Aux Etats-Unis, le premier épisode diffusé hier d'une nouvelle série télévisée à sensation déchaîne les passions dans la presse. 

Le fait est qu'hier les deux premières audiences (de témoins qui avaient déjà été entendus à huis clos mais dont on savait plus ou moins ce qu'ils avaient à dire) n'ont révélé aucun scoop.
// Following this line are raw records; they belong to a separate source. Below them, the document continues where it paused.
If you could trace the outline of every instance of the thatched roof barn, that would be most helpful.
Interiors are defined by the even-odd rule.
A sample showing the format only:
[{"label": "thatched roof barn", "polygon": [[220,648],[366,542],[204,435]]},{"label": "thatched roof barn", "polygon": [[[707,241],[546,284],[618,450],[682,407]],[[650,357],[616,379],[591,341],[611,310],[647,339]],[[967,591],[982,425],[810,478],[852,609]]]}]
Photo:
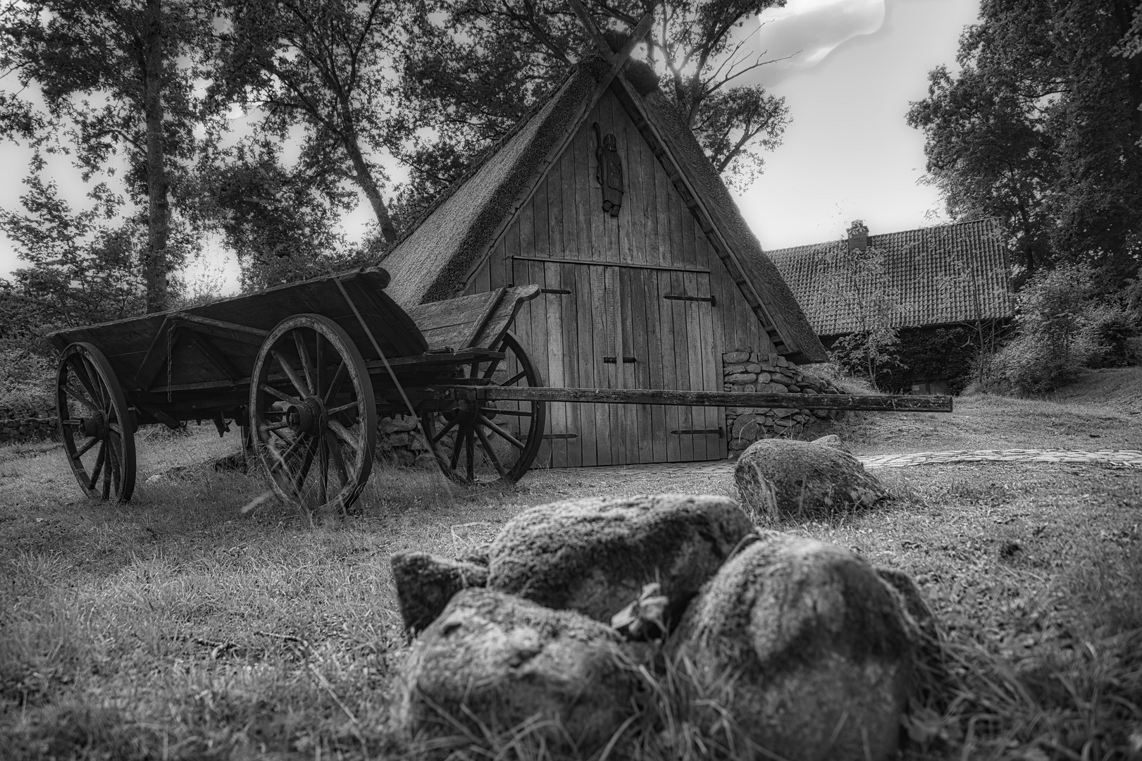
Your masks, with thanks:
[{"label": "thatched roof barn", "polygon": [[[402,306],[507,285],[542,295],[516,333],[549,385],[722,390],[735,349],[825,350],[644,64],[588,57],[385,259]],[[724,457],[722,410],[553,406],[547,462]]]}]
Pour cela il faudra attendre la semaine prochaine et les dépositions de nouveaux témoins pas encore interrogés par la Commission. en attendant, faute de révélations sensationnelles, la plupatr des atricles de presse sur le sujet ce matin se concentrent surtout sur les détails  du show télé, le cérémonial, la voix d'untel, la tenue d'un autre, l'attitude des républicains en particulier... The Guardian, depuis Londres, a fait le choix de suivre la retranscritption... sur la chaîne conservatrice et pro-trump Fox news... et ça vaut le détour : des présentateurs qui interrompent le duplex pour dénigrer les témoins, pour dire et  redire qu'il n'y a rien de nouveau, qu'on s'ennuie, que ça coûte cher au contribuable... ... et puis au tout début du direct, quand le président de la commission d'enquête le démocrate Adam Schiff pose la première question... voilà ce qu'il se passe sur Fox News :  SON 11sec en entier  Eh oui, au moment où le monde entier retient son souffle, écrit the Guardian, le présentateur explique qu'on se retrouve dans une minute, après une page de pub... la première vend une assurance santé, la seconde met en scène des marionnettes du Muppet Show... faut-il y voir un message subliminal... en tous cas si Fox News avait voulu dissuader ses téléspectateurs de regarder hier, la chaine ne s'y serait sans doute pas pris autrement...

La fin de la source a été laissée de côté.